Ragas menoleh sebentar pada Tamara.

"Gua gak bakal biarin lo pulang sendiri, Ra. Ini udah malem dan lo cewek, bahaya," ujar Ragas.

"Ck." Tamara membuang mukanya ke arah lain, ia benar-benar tidak mood.

"Lo marah yah?" tanya Ragas, ia merasa ada yang berbeda pada Tamara setelah kedatangan Serly tadi.

"Gak," jawab Tamara dengan singkat dan jelas.

"Dia Serly, temen sekelas gua—"

"Gua gak kepo," sela Tamara acuh.

Ragas terdiam, kemudian ia berucap, "Maafin gua yah kalo kedatangan Serly bikin lo gak nyaman atau bikin lo kesel."

"Serah," balas Tamara, ia malas untuk berbicara dengan Ragas.

•••

Setelah selesai membuat coklat panas, Tamara memutuskan untuk membaca novel di sofa yang terletak di balkon kamarnya.

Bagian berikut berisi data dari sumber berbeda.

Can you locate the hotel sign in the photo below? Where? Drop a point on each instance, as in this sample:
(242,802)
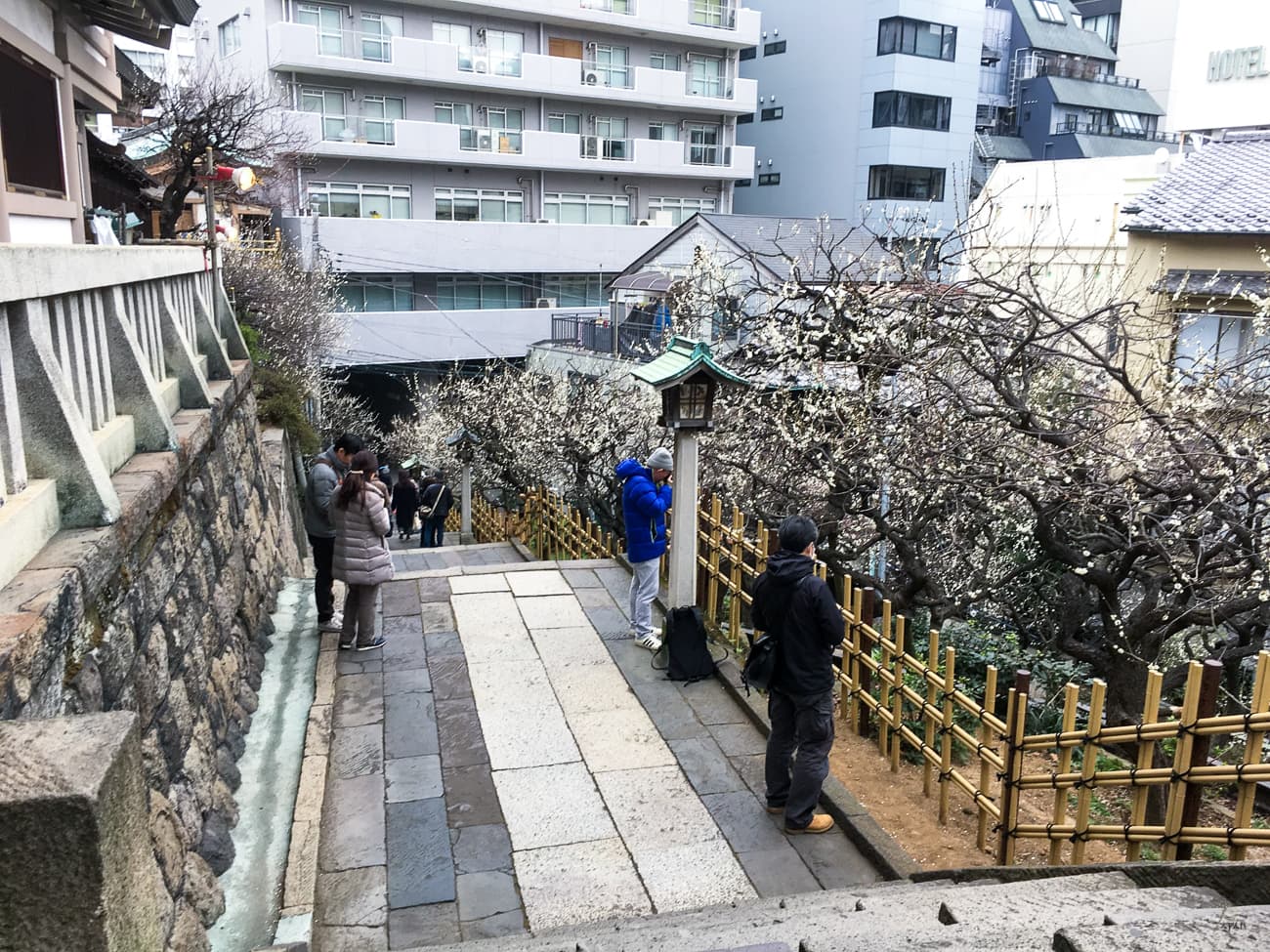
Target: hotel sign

Tanara ingin mengembalikan kembali moodnya yang tiba-tiba menjadi buruk itu.

"Ra!"

"Jangan ganggu gua!" perintah Tamara tanpa mengalihkan kefokusannya pada novel yang berada di tangannya.

Fathan—yang menganggu Tamara itu kini berpindah tempat menjadi duduk di samping Tamara, merebut paksa novel yang tengah Tamara baca.

"Gua bilang jangan ganggu gua, Fathan!" geram Tamara, sepupunya ini kapan akan berhenti menyebalkan seperti ini?

"Kata Ragas ada yang gak beres dari lo. Lo kenapa?" Fathan menatap serius pada Tamara, masabodo akan kekesalan Tamara karna ulahnya barusan.

"Gak ada," Tamara memilih acuh. Diteguknya coklat panasnya dengan penuh hati-hati.

"Gua ulang. Lo kenapa?" tegas Fathan.

"Temen lo itu bangsat Fathan! Dia ngelupain keberadaan gua tadi. Mereka malah asik sama dunia mereka sendiri!" jelas Tamara dengan penuh kekesalan saat menceritakannya.

Fathan tersenyum penuh arti. "Lo cemburu?" Pertanyaan Fathan benar-benar membuat Tamara tidak habis pikir, untuk apa dirinya cemburu? Ia hanya kesal saja karna keberadaanya dianggap tidak ada!

"Engga! Sama sekali engga."

"Kalo gak cemburu, kenapa harus sekesel ini?" tanya Fathan lagi, ia benar-benar memiliki niat untuk memancing perasaan Tamara.

"Karna gua benci gak dia anggap!" jawab Tamara dengan jelas dan tegas.

Fathan mengangguk-anggukkan kepalanya sambil kembali tersenyum penuh arti.

"Jadi ... lo udah ada rasa nyaman sama Ragas, Ra?"

"Pertanyaan lo itu gak guna banget, Than." Tamara memutar bola matanya jengah.

"Itu bukan jawaban dari pertanyaan gua."

Tamara menghela napas, berusaha sabar dengan Fathan yang sedang memojokannya ini.

"Gak ada rasa nyaman sama sekali, karna dari awal gua emang gak ada niatan buat deket sama dia."

"Yakin?"

"Berenti mojokin gua, Fathan! Dan berenti maksa gua buat deket sama temen lo itu!" Tamara berdiri dari duduknya, sempat ingin berlalu masuk tapi tertahan oleh ucapan menusuk Fathan.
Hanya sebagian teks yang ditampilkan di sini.